Девица улыбнулась, поглядела по сторонам. Решилась.
— Айда со мной, дорогой обскажу...
Так и пошли. Девушка легко ступала, играла бедрами. Говорила, как песню горлила.
— Акулина-от бобылкой осталась. Мужа ейного плетень прибрал, не уберегся под вечер. А бабешка она молодая, собой ладная, не зазорная, не распустеха. Но несчастливая. Бьется-вьется — а как в прорубь сцать… Мы уж миром подмогали, как исхарчится, хлебом да кормом… Да вот, Акулина-то. Как раз на осень повернуло, а она сидит у себя, носу не кажет: на посидухи и то бросила ходить. А Доля мне шепчет - совсем наша бабонька плохая, в самый куром у себя на задах лопатой ковыряет, ровно сажает что…Мы уж думкали, с умом смешалась.

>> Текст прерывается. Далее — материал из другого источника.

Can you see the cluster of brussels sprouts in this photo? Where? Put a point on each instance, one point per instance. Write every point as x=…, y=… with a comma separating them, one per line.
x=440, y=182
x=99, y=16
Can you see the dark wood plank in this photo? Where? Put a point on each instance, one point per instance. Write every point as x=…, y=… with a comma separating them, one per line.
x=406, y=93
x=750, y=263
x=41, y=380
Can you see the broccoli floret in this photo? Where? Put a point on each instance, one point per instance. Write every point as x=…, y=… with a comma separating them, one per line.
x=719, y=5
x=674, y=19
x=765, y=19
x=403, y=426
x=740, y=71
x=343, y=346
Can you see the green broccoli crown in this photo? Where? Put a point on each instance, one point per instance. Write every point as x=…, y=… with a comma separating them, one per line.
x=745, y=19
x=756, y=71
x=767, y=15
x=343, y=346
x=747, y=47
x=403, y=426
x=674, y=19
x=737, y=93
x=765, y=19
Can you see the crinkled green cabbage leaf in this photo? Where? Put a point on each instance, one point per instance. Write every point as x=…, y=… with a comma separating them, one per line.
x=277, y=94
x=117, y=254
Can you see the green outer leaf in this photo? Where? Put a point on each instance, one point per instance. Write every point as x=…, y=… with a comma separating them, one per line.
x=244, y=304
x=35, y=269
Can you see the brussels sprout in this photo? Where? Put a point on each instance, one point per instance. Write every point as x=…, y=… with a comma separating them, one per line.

Вздохнула томно. Варда и слушал, и видел: лукавые завитки волос на висках, над стройной крепкой шеей.
— А одним днем в узел уехала, вернулась — не узнать. Всё обновы, доцке подарунков навезла… Да недолго счастье было. Одна радость-памятка от мужа ей осталась, дочурка. Уж така была ласковая, да красавица, да рукодельница…
— Была? — нахмурился Варда.
Встали у забора, перевитого сохлым вьюном. Коромысло Варда отдавать не спешил, а девица не торопила. Пришагнула ближе, голову подняла, глаза у ней горели, как у кошки. Щеки, губы потемнели. Пахло от неё сладко, дурманно: яблоками медовыми да душистой, душной травой.
— Ох, была… Лишенько приключилось: пошла девчурка по грибы-ягоды, да и сгинула. Только обрывочки сарафана да лапоточек погрызенный нашли.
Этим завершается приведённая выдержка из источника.